Smith, chairman of the city's baseball commission, said the issue of minority participation has become even more important in the wake of a controversy that erupted this spring over the absence of blacks as baseball managers or owners.

Smith and the mayor went to Oakland to lobby the baseball owners' meeting. Smith said District officials were trying to help move the minority issue "to the front burner," and that he and Barry will meet with black mayors of other cities with baseball teams in an effort to put "political pressure" on baseball officials to support minority participation and a team for Washington.

The controversy over black ownership "has been a tremendous new thrust," Smith said. "I've met with Jesse Jackson and talked to him about it. We want to put together a team that has a majority black ownership."

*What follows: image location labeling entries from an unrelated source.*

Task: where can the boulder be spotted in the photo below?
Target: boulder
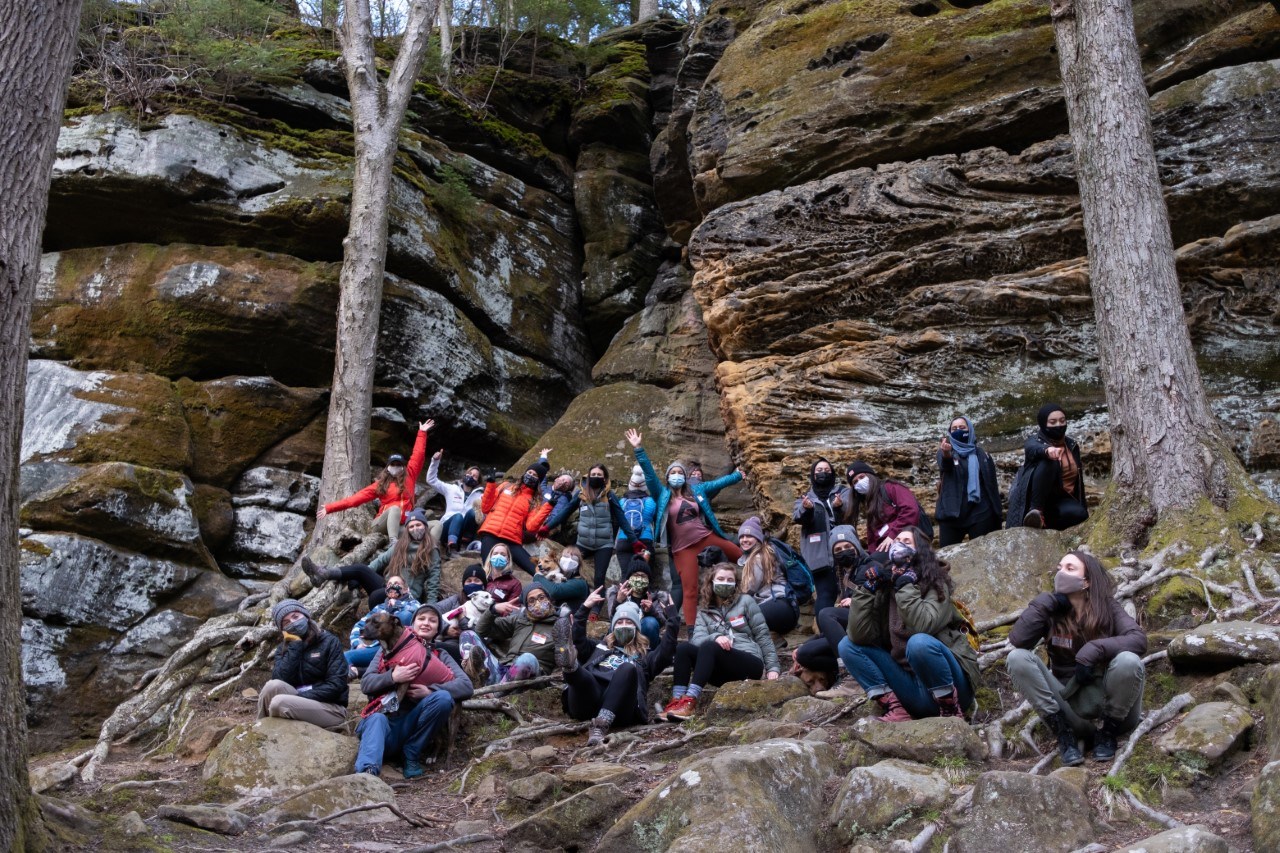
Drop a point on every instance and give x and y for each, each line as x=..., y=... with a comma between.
x=1011, y=813
x=776, y=793
x=333, y=796
x=1225, y=644
x=572, y=822
x=920, y=740
x=752, y=699
x=1210, y=733
x=873, y=798
x=1184, y=839
x=272, y=757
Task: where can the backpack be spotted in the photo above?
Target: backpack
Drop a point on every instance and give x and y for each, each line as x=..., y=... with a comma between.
x=795, y=569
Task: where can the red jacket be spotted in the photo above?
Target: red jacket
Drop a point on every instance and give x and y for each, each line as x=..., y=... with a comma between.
x=394, y=495
x=901, y=511
x=506, y=511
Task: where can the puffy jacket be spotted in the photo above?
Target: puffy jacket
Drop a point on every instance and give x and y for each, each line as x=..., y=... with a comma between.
x=394, y=495
x=507, y=514
x=1041, y=621
x=703, y=493
x=744, y=624
x=316, y=662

Smith said the city previously has talked of minority participation in the 30 to 35 percent range, but now believes that minorities could own as much as 55 percent.

"We're casting a wide net because we're talking about {costs of} $40 million here," he said.

Smith returned from Oakland on Monday. Barry remained in California for the All-Star Game Tuesday night, and both Smith and Barry's staff said the mayor planned to go to Los Angeles to meet with Mayor Tom Bradley yesterday.

Ali Webb, Bradley's press secretary, said yesterday that the Los Angeles mayor had a full schedule and had no plans to meet with Barry. Barry, who was scheduled to return to Washington late last night, could not be reached for comment and did not return a telephone message left at Bradley's office.

"Everybody ought to be helping us get a team here," Smith said in a telephone interview yesterday. "It's in the interest of our nation and our city."

Smith said he and Barry attended several events even though they were barred from participating in meetings and were not allowed to have a cocktail reception in the Oakland Hyatt International, where the baseball owners were staying.

The reception, which was paid for by Potomac Electric Power Co. and arranged by Pepco lobbyist Harold Brazil, was moved down the street to Bok Sen, a Chinese restaurant. The event was poorly attended, said Smith, blaming that fact on restrictions imposed by baseball officials.

"We think it's absolutely ridiculous {to} protect these owners from being lobbied," Smith said. "It hurts our interests."

Smith said he spent much of his time trying to find various baseball officials and owners to get them to listen to his pitch for the District.

"It's kind of an interesting role," he said. "We became lobbyists. I understand where the word comes from -- you spend a lot of time in the lobby waiting for somebody."